Bupivacaine has been found to be chondrotoxic in vitro, and several studies have shown a dose- and time-dependent chondrotoxicity of local anesthetics [6-8]. Furthermore, an effect of 0.5% bupivacaine on disc cells and articular chondrocytes in vitro has been reported [9]. Rabbit and human disc cell death demonstrated a time and dose dependence in response to bupivacaine [9]. Moreover, cell death was greater than that observed for articular chondrocytes [9]. These reports indicated that 0.5% bupivacaine had an apparent toxic effect on disc cells and articular chondrocyte of animals and humans in vitro [6-9]. Wang et al. [11] also reported an in vitro study that harmful effects of bupivacaine on several cell types, including nucleus pulposus and annulus fibrosus cells, both in cell and disc organ models. And bupivacaine negatively impacts disc cell viability and matrix metabolism, both of which strongly correlate to intervertebral disc degeneration.

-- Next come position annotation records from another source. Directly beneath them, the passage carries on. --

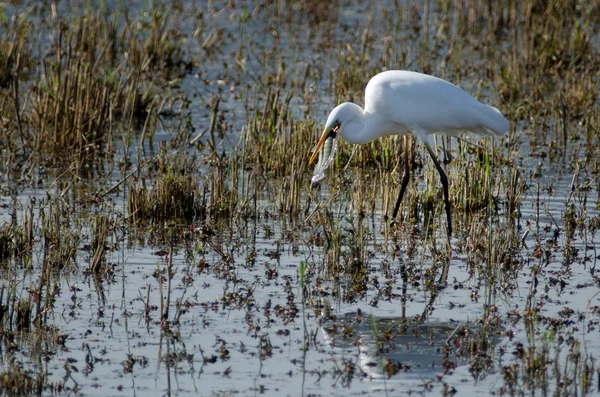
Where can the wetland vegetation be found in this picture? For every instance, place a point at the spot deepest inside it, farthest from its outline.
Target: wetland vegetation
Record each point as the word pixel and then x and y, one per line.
pixel 159 234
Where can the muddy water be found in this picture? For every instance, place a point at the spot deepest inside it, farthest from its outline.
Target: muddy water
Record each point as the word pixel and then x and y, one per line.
pixel 239 323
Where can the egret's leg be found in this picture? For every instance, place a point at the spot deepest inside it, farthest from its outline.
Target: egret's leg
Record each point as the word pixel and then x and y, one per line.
pixel 444 180
pixel 405 180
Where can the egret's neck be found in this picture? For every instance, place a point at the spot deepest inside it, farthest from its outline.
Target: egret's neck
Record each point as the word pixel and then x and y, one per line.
pixel 353 128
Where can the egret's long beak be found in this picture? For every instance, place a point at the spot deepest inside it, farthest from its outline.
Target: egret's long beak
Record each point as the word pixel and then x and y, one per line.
pixel 320 144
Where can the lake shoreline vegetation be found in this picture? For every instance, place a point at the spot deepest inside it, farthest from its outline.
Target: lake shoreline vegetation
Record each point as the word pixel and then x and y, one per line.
pixel 158 226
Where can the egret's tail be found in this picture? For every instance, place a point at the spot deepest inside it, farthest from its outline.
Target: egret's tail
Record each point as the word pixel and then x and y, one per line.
pixel 495 124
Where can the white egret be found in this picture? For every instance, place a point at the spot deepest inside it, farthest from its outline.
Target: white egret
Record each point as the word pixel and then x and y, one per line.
pixel 408 103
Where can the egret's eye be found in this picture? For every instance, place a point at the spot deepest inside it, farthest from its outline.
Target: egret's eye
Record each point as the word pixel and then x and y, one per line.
pixel 333 132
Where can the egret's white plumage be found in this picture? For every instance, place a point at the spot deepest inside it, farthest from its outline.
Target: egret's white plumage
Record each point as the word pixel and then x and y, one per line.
pixel 409 103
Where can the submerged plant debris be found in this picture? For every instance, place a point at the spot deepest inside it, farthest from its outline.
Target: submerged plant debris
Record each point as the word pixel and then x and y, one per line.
pixel 160 235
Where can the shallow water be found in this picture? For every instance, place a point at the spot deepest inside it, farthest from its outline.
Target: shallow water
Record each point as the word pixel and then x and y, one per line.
pixel 239 324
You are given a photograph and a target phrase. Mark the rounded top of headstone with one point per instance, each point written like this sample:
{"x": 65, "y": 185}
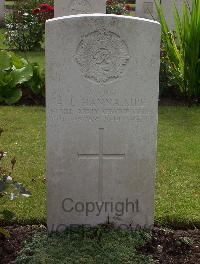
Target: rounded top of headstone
{"x": 104, "y": 16}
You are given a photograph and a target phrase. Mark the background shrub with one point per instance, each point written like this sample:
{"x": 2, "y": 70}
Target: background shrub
{"x": 25, "y": 28}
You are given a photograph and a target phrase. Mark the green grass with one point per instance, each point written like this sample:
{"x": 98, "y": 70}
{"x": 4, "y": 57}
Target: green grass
{"x": 85, "y": 246}
{"x": 178, "y": 167}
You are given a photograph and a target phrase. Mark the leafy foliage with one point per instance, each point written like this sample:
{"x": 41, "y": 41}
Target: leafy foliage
{"x": 86, "y": 245}
{"x": 26, "y": 26}
{"x": 182, "y": 48}
{"x": 37, "y": 82}
{"x": 9, "y": 187}
{"x": 13, "y": 72}
{"x": 117, "y": 7}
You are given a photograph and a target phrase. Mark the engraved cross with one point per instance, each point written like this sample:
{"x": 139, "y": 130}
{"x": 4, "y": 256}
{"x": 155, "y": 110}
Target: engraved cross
{"x": 101, "y": 156}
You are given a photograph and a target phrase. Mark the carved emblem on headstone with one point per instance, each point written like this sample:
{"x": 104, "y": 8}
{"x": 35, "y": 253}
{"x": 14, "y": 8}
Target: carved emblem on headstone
{"x": 102, "y": 56}
{"x": 80, "y": 6}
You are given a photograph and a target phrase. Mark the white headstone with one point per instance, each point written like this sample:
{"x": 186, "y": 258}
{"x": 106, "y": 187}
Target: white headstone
{"x": 2, "y": 11}
{"x": 73, "y": 7}
{"x": 102, "y": 78}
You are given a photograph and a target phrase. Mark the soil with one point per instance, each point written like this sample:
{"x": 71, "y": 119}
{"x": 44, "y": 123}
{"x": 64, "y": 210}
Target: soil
{"x": 166, "y": 246}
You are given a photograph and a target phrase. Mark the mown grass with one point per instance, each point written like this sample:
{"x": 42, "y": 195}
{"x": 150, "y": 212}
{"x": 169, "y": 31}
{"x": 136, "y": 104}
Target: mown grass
{"x": 177, "y": 196}
{"x": 85, "y": 246}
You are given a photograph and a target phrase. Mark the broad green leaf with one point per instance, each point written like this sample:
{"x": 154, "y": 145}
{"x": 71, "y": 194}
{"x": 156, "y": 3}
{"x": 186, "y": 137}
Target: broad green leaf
{"x": 5, "y": 60}
{"x": 17, "y": 61}
{"x": 14, "y": 97}
{"x": 7, "y": 215}
{"x": 4, "y": 232}
{"x": 22, "y": 75}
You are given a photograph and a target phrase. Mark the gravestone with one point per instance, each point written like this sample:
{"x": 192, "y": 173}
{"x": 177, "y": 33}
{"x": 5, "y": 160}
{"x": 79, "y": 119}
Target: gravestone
{"x": 145, "y": 9}
{"x": 102, "y": 78}
{"x": 73, "y": 7}
{"x": 2, "y": 11}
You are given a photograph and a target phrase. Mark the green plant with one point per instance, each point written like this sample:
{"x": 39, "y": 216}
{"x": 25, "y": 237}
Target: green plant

An effect of 0.5% bupivacaine on articular chondrocytes in vivo has been reported; however, the effect was somewhat different from data obtained by in vitro studies [12]. Rats received a 0.5% bupivacaine into the knee joint and were observed during 6 months. In vivo study showed a significant reduction in chondrocyte density 6 months after a single intra-articular injection of 0.5% bupivacaine. This result was in agreement with in vitro study of rat cells [12]. However, the articular surfaces of bupivacaine-injected joints remained intact on gross and histological evaluation. The authors of that study concluded that potential toxic effects of bupivacaine may exist following a single injection, but that this would be difficult to detect clinically [12].
In this study, there was no significant difference in disc degeneration at 5 years following bupivacaine injection according to the evaluation using Pfirrmann's classification. Furthermore, there was no significant difference in disc height, range of motion, or translation between flex and extension position. There is a possibility that cell death and toxic effects had occurred in the disc of the patients who had received discoblock; however, this change does not appear to be clinically and radiographically relevant. Further study is needed to clarify the toxic effect using high sensitivity MRI or biopsy.
Additionally, there was no significant difference in progression of disc degeneration between control and discography groups at 5 year follow-up. Carragee et al. [13] recently reported that modern discography techniques using small gauge needles and limited pressurization resulted in accelerated disc degeneration, disc herniation, loss of disc height and signal, and the development of reactive endplate changes compared with matched-controls at 10-year follow-up [13]. This apparent difference may be because of differences in the number of patients and follow-up periods. Further longer-term follow-up is needed to clarify this point.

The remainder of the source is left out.